1581 Lambarde Eiren. iv. iv. (1588) 452 If any person haue packed Fish in barrels, and haue mixed the countable Fish with the small Fish. 1596 Spenser State Irel. Wks. (1862) 503/2 The evils..are very many, and almost countable with those which were hidden in the basket of Pandora. 1611 Speed Hist. Gt. Brit. ix. vii. §64 Thirtie men of Armes, and other inferior Souldiers not countable. 1837 Carlyle Fr. Rev. vii. i, They are countable by the thousand and the million.

    b. Within countable degrees of kinship. Cf. count v. 1 d. nonce-use.

1858 Carlyle Fredk. Gt. II. x. v. 631 A Prince of Orange countable kinsman to his Prussian Majesty.

    c. Math. = denumerable a.

1906 W. H. & G. C. Young Theory of Sets of Points iv. 35 Any set which can be brought into (1, 1)-correspondence with some or all of the natural numbers is said to be countable, and, if not a finite set, is said to be countably infinite. 1941 Birkhoff & MacLane Surv. Mod. Algebra xii. 338 Not all infinite classes are countable—there is more than one ‘infinite’ cardinal number. 1963 G. D. Mostov et al. Fund. Struct. Algebra ii. 42 Among the infinite sets are those which are said to be countable, or denumerable. [Note] The real numbers constitute an infinite set which is not countable.

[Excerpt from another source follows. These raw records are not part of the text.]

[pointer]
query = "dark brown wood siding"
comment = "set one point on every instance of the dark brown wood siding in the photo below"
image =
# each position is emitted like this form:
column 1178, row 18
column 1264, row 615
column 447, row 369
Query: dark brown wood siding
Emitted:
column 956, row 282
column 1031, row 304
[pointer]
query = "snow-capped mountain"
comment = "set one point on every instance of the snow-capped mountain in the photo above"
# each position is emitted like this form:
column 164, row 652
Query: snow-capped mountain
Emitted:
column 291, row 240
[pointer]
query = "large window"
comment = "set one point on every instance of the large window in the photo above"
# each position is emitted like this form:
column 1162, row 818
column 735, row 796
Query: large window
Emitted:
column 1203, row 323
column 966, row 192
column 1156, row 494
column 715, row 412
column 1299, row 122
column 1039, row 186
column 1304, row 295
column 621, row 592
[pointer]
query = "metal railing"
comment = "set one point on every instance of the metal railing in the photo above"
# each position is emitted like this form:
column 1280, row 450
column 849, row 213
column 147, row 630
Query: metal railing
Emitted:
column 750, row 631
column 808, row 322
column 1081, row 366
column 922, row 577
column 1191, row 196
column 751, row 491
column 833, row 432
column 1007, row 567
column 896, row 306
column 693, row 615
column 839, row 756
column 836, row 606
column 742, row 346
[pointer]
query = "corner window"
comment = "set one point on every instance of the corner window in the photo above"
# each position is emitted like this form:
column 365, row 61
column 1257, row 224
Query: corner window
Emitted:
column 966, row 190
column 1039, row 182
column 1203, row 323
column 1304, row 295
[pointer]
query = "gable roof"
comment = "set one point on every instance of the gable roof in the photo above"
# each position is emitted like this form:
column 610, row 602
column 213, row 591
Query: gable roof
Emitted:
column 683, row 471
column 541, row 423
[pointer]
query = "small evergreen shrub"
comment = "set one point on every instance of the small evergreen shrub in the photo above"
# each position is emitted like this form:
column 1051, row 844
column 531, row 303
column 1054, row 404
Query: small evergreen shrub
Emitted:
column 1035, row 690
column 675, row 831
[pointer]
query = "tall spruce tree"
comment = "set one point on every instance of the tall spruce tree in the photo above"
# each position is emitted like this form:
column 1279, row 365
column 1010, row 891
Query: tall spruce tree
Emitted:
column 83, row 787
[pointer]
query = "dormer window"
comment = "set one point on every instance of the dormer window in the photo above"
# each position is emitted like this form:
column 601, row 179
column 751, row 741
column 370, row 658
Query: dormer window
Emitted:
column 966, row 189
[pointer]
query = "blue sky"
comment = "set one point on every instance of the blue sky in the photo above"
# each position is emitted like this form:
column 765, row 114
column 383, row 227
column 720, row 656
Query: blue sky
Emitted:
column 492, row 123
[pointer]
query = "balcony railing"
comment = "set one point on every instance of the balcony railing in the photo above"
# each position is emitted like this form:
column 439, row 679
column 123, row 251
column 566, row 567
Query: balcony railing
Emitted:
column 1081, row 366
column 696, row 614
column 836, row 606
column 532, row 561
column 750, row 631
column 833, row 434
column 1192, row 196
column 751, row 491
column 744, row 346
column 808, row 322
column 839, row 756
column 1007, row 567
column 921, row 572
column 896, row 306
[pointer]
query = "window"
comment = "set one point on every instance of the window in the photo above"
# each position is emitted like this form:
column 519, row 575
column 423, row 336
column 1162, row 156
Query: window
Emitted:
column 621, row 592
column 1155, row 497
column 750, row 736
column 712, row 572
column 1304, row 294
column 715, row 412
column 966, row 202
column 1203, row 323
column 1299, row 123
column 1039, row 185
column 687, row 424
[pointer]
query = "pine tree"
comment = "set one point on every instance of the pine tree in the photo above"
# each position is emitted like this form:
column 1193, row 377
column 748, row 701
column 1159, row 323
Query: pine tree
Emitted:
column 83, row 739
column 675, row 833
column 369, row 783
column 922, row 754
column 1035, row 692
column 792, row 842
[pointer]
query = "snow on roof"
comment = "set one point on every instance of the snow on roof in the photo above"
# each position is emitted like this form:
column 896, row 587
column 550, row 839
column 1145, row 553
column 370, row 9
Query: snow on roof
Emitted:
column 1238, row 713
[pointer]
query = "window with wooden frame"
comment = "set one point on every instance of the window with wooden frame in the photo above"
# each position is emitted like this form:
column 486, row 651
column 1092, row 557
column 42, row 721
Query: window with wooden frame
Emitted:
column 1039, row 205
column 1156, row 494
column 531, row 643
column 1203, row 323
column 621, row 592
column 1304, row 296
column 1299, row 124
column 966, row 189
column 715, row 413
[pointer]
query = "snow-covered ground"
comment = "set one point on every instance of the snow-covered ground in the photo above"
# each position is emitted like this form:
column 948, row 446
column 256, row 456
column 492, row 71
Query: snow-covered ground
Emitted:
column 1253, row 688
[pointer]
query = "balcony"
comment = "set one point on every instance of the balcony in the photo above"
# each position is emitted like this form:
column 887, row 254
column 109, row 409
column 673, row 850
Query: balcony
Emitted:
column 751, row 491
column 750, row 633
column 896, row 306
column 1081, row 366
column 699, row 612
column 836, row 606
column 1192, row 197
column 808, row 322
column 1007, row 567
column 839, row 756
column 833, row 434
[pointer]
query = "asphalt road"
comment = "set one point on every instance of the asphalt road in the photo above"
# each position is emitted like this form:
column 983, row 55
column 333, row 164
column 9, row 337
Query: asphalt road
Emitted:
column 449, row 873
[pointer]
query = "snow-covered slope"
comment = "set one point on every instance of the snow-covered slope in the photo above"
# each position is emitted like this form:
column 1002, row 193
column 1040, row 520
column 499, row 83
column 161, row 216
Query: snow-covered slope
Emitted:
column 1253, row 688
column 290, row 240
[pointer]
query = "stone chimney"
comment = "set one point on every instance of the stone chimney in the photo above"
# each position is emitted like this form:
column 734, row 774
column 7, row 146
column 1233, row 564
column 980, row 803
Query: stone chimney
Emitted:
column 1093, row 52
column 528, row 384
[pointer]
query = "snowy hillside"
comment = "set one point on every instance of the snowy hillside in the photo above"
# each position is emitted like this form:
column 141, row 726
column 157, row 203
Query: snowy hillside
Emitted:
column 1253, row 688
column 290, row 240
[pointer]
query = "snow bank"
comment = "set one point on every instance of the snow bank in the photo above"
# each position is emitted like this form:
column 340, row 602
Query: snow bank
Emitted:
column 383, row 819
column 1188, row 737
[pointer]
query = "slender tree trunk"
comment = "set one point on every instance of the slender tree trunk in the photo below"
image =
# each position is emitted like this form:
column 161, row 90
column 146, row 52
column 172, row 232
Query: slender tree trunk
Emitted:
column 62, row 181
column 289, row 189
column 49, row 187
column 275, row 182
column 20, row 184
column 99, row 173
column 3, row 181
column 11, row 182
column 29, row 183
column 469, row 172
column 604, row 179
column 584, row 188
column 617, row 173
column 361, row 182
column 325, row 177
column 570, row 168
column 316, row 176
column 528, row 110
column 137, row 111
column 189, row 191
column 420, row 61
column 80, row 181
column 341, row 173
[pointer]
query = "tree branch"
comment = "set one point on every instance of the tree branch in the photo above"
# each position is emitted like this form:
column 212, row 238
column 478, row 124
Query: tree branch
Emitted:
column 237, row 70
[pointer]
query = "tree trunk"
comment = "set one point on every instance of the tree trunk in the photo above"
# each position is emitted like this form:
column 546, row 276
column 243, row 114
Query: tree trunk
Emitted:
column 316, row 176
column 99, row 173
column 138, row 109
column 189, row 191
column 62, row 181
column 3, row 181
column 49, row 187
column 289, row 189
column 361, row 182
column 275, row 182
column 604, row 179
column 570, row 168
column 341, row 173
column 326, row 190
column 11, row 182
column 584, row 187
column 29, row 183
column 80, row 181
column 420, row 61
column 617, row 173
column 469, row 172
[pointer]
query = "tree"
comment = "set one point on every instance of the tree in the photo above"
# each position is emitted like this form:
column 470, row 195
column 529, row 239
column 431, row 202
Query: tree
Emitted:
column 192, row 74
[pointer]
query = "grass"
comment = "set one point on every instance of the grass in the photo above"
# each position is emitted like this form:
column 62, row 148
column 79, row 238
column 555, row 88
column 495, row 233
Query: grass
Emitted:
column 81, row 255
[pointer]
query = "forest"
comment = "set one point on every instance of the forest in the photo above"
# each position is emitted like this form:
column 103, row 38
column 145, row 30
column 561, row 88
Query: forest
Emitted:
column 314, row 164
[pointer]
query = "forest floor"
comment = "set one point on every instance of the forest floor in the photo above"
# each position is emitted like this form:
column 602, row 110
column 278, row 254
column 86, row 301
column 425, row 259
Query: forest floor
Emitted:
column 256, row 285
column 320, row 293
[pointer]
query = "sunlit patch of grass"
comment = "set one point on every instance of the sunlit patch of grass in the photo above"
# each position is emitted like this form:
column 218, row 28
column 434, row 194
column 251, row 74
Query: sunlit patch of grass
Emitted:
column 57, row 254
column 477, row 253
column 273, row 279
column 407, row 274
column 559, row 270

    d. Of a noun: that can form a plural or be used with the indefinite article. Cf. next.

[1914 Jespersen Mod. Eng. Gram. II. v. 121 Names of countable immaterial objects may be thus used as mass-names.] 1961 Brno Studies III. 27 The governing noun hat (which, naturally, is ‘countable’). 1968 J. Lyons Introd. Theoret. Ling. vii. 282 In all the languages referred to here certain words may be used either as ‘mass’ or ‘countable’ nouns.

II. ˈcountable, n.
    [f. the adj.]
    A noun that denotes a countable thing, characterized by its ability to form a plural or be used with the indefinite article.

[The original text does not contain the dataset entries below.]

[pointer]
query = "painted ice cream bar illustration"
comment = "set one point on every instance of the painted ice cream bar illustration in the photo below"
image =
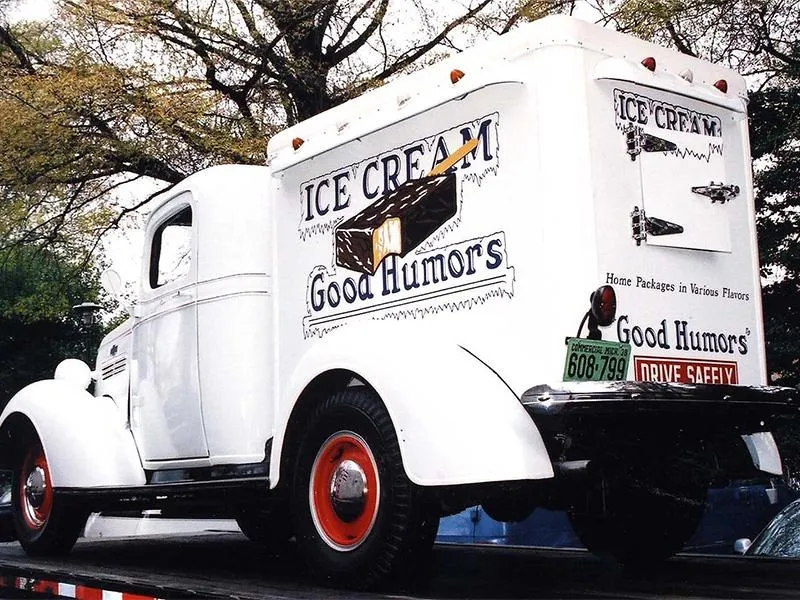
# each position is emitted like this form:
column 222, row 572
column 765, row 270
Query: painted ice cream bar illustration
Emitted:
column 396, row 223
column 401, row 220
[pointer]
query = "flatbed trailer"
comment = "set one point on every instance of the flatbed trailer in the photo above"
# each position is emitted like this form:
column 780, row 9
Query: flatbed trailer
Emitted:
column 227, row 566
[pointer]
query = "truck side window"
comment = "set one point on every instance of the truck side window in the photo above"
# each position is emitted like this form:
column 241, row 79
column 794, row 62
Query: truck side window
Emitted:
column 170, row 256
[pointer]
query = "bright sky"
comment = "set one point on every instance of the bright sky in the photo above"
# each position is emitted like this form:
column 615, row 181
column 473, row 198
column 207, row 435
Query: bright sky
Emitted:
column 31, row 10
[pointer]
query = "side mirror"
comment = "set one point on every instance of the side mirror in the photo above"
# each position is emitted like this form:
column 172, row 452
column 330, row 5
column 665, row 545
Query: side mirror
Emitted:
column 741, row 545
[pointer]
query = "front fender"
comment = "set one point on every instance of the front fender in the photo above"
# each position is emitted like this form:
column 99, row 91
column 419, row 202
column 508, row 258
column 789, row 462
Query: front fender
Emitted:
column 457, row 422
column 84, row 437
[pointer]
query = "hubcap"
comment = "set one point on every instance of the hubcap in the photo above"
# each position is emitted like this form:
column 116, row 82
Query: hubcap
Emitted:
column 35, row 490
column 344, row 491
column 349, row 491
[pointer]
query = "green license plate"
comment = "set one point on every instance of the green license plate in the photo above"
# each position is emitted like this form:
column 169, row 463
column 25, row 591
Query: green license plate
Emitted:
column 596, row 360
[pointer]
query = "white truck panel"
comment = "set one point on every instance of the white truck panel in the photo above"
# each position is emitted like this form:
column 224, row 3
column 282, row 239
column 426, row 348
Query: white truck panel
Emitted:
column 468, row 428
column 84, row 437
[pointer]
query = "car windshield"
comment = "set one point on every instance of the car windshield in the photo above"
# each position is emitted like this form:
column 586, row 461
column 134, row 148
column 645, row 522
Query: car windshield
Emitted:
column 781, row 538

1914 Jespersen Mod. Eng. Gram. II. v. 114 Such ‘countables’ are either material things like houses, horses, portraits, flowers, etc., or immaterial things of various orders, like days, miles; [etc.]. 1962 J. Söderlind in F. Behre Contrib. Eng. Syntax 102 Not a few of the uncountables so far discussed can function as countables as well. 1970 English Studies LI. 49 A noteworthy characteristic of the sequence no + noun + RC is that non-restrictive RC is only permissible with plural countables.